NLE Battles: What about Sony's Vegas?

Posted By Greg Wilker on April 13, 2012 06:32 am | Permalink

As a long-time user of Vegas (back in the Sonic Foundry days), I always wonder why it is not considered in legitimate discussions of NLE programs. Its ability to process many media formats on the same timeline (and within the same project), real time previewing of effects (without the need to render to see the result), excellent audio capabilities along with a good community of users to draw from when the need arises, seem to me really solid features that put it as a competitive choice along with Avid, FCP and Premier. And it delivers professional grade media for final out-put.

And as I look at Tor Rolf Johansen's review of FCP X (10.0.3), he ends with: "The speed gains (from 64-bit code and multicore support), the two-thirds price cut, and some innovative new edit tools that make this update a true contender."

Well, all those items mentioned by Tor can also be said of Vegas Pro; fast, competitive price and key features.

And, as further "real world" innovation, a recent Vegas update added the ability to render straight to a YouTube account - including the HD formats that YouTube uses for its streaming. This may seem superficial at first glance, but when one considers that everyone has "official" media on YouTube - from big time Hollywood studios to an incidental kid in Nebraska named "Fred" - then perhaps this capability is not as trivial as one might presume upon first hearing of it. It certainly has made my life easier with rendering content and adding it to YouTube as part of my normal business/project workflow.

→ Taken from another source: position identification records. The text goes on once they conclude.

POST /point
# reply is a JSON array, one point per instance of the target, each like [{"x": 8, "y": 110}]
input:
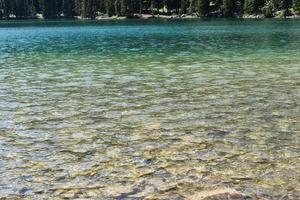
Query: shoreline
[{"x": 157, "y": 16}]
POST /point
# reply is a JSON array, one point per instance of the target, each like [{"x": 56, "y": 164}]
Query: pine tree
[
  {"x": 296, "y": 6},
  {"x": 228, "y": 8},
  {"x": 202, "y": 7}
]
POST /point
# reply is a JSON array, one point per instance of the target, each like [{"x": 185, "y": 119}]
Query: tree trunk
[{"x": 152, "y": 7}]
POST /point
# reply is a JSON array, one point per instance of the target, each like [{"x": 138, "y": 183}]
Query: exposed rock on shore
[{"x": 220, "y": 194}]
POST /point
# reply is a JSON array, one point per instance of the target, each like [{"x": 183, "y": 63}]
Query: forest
[{"x": 90, "y": 9}]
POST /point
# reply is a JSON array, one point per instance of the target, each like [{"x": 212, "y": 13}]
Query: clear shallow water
[{"x": 157, "y": 109}]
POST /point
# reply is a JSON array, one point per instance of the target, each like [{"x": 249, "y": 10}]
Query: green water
[{"x": 157, "y": 109}]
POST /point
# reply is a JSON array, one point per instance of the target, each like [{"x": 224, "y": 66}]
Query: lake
[{"x": 163, "y": 109}]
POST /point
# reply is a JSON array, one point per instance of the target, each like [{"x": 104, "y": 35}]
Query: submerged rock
[{"x": 220, "y": 194}]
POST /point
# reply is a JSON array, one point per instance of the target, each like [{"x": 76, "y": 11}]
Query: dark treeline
[{"x": 94, "y": 8}]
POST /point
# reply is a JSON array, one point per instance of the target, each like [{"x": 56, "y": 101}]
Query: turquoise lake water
[{"x": 157, "y": 109}]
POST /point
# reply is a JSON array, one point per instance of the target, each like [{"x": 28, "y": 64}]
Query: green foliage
[
  {"x": 202, "y": 7},
  {"x": 93, "y": 8},
  {"x": 228, "y": 8},
  {"x": 296, "y": 6},
  {"x": 269, "y": 9}
]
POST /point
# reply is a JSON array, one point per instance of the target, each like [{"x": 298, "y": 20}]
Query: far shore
[{"x": 160, "y": 16}]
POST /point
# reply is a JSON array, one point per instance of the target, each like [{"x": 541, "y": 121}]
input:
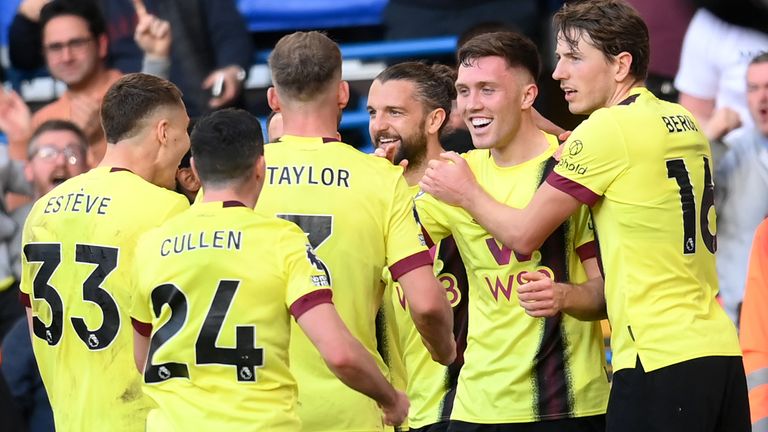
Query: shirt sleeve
[
  {"x": 405, "y": 245},
  {"x": 754, "y": 325},
  {"x": 593, "y": 157},
  {"x": 308, "y": 280},
  {"x": 584, "y": 234},
  {"x": 141, "y": 307}
]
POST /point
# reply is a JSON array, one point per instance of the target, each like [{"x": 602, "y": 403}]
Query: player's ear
[
  {"x": 530, "y": 91},
  {"x": 273, "y": 99},
  {"x": 435, "y": 119},
  {"x": 623, "y": 65},
  {"x": 193, "y": 167},
  {"x": 161, "y": 131},
  {"x": 343, "y": 94},
  {"x": 28, "y": 174},
  {"x": 188, "y": 179}
]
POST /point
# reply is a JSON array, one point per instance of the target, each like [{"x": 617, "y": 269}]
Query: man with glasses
[
  {"x": 74, "y": 42},
  {"x": 57, "y": 152}
]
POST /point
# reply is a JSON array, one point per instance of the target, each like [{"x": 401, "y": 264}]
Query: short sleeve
[
  {"x": 308, "y": 281},
  {"x": 593, "y": 157},
  {"x": 140, "y": 305},
  {"x": 405, "y": 245},
  {"x": 584, "y": 234},
  {"x": 25, "y": 286}
]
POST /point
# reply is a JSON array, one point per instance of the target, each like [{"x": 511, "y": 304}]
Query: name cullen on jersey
[
  {"x": 78, "y": 202},
  {"x": 308, "y": 174},
  {"x": 219, "y": 239}
]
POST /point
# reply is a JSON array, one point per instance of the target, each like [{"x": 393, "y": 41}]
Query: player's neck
[
  {"x": 527, "y": 143},
  {"x": 131, "y": 157},
  {"x": 622, "y": 91},
  {"x": 310, "y": 122},
  {"x": 228, "y": 194}
]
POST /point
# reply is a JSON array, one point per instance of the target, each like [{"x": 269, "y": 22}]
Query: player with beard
[
  {"x": 644, "y": 167},
  {"x": 409, "y": 105},
  {"x": 540, "y": 370},
  {"x": 358, "y": 214}
]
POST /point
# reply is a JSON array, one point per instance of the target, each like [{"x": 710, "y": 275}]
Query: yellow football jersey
[
  {"x": 218, "y": 284},
  {"x": 646, "y": 170},
  {"x": 77, "y": 251},
  {"x": 431, "y": 387},
  {"x": 358, "y": 214},
  {"x": 517, "y": 368}
]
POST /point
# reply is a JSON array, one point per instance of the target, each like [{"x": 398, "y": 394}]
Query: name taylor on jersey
[{"x": 307, "y": 175}]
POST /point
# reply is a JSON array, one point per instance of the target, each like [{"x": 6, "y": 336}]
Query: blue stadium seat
[{"x": 272, "y": 15}]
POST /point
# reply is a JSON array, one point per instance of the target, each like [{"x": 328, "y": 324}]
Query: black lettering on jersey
[
  {"x": 308, "y": 175},
  {"x": 679, "y": 123},
  {"x": 219, "y": 239},
  {"x": 79, "y": 202}
]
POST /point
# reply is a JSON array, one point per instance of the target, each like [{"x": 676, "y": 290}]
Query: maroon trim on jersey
[
  {"x": 308, "y": 301},
  {"x": 427, "y": 238},
  {"x": 144, "y": 329},
  {"x": 233, "y": 203},
  {"x": 409, "y": 263},
  {"x": 25, "y": 300},
  {"x": 572, "y": 188},
  {"x": 118, "y": 169},
  {"x": 587, "y": 250}
]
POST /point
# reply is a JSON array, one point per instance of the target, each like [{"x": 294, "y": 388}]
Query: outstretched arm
[
  {"x": 523, "y": 230},
  {"x": 542, "y": 297}
]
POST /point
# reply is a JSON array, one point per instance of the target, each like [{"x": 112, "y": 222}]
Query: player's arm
[
  {"x": 542, "y": 297},
  {"x": 523, "y": 230},
  {"x": 431, "y": 312},
  {"x": 350, "y": 362}
]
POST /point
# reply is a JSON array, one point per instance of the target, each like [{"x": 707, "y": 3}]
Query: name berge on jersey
[
  {"x": 307, "y": 175},
  {"x": 219, "y": 239},
  {"x": 679, "y": 123},
  {"x": 78, "y": 202}
]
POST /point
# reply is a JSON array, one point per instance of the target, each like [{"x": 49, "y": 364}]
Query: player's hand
[
  {"x": 15, "y": 117},
  {"x": 449, "y": 179},
  {"x": 388, "y": 152},
  {"x": 723, "y": 120},
  {"x": 395, "y": 414},
  {"x": 152, "y": 35},
  {"x": 31, "y": 9},
  {"x": 232, "y": 85},
  {"x": 84, "y": 112},
  {"x": 541, "y": 296}
]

I have said for a long time that FCP was largely ignored by the industry until Walter Murch took a "leap" and edited "Cold Mountain" with it - and then won an Academy Award. The suddenly everyone jumped on the FC train. Sony Vegas would benefit from a similar circumstance.

But as long as Sony Vegas Pro is continually left out of professional conversations about NLE choices the likelihood of it happening is greatly reduced. People are losing out on a strong contender of choice; and losing out on the progress that comes from honest competition.

I hope you and other journalists will start giving some time to Sony's Vegas. I think the industry would do well by it.

I recognize this is a "love letter" for Sony Vegas and thus biased because of it. It must be love because I have no stock or any other monetary gain (that I can think of) by writing this.